Neverland não não também não

domingo, 8 de fevereiro de 2015

Anjo da Música



 

 
  Tudo havia mudado. Christine costumava cantar de forma quase angelical quando era uma criança, mas depois que seu pai se fora, ela perdera tudo. Perdera sua inspiração, sua companhia, seus sonhos, sua voz.

  Mas, há não muito tempo, seu pai cumprira sua promessa e lhe enviara o anjo com o qual ela tanto sonhava. Christine Daaé fora visitada pelo Anjo da Música.
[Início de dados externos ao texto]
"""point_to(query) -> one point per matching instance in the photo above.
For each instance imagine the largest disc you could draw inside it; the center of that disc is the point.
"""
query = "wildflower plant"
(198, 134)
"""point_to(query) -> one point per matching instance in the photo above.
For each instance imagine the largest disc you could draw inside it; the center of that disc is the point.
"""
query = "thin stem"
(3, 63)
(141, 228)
  Ela nunca o vira, mas sempre ouvia sua voz magnífica e nunca se sentira mais grata, e, ao mesmo tempo, amedrontada. Ela não entendia porque tinha medo se ele a auxiliava tanto. O fato de nunca vê-lo a perturbava um pouco e às vezes se perguntava se não era sua imaginação. Porém, quando ela ouvia sua voz era tão real que todas as suas dúvidas esmoreciam. Seu corpo tremia, em um manifesto de alma. Christine era, afinal, como Little Lotte, e o ápice de seu dia era quando dormia e o Anjo da Música cantava para ela. Quando em sonhos ele vinha, onde ela avistava sua silhueta e nada mais.
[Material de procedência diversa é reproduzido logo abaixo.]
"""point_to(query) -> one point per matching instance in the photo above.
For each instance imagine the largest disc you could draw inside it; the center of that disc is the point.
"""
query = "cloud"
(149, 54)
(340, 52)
  Suas noites tornaram-se esplendorosas pela presença do Anjo da Música. Ela almejava ser a própria Noite para que ele sempre estivesse por perto. Christine necessitava ouvir a voz dele chamando-a, falando seu nome. Era apenas assim que toda a sua solidão e tristeza se esvaíam, apenas com ele.
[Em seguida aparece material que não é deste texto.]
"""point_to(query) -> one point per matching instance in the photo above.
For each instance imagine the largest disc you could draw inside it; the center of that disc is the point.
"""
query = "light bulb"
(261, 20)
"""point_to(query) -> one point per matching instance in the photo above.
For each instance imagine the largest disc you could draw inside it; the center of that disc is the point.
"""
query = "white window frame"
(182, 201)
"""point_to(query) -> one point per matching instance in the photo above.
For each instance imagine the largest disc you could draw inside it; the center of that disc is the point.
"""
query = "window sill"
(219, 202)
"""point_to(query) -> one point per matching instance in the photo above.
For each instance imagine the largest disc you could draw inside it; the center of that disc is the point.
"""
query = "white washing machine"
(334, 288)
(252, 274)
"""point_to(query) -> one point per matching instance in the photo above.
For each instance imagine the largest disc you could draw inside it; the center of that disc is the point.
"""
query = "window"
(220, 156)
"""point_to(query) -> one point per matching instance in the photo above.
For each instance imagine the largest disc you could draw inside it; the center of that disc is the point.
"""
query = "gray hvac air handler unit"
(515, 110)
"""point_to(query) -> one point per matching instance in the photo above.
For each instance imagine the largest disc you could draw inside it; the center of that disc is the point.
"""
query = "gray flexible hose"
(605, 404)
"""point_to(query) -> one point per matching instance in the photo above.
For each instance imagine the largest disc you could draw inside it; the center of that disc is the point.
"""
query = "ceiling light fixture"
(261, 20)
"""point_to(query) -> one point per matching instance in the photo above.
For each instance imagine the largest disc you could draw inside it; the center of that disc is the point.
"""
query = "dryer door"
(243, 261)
  Quando ela cantava com ele, para ele, por ele, era como se não se reconhecesse, era como se ele a possuísse completamente. E, ao menos no início, assim ela se sentia preenchida. Enquanto cantava, ouvia a voz dele em sua mente, apoiando-a e ajudando-a em um dueto secreto. Fechava seus olhos e deixava a voz escapar, porque enquanto ela cantasse, ele estaria ali: inspirando e guiando o coração dela. E, por ele, cantaria para sempre.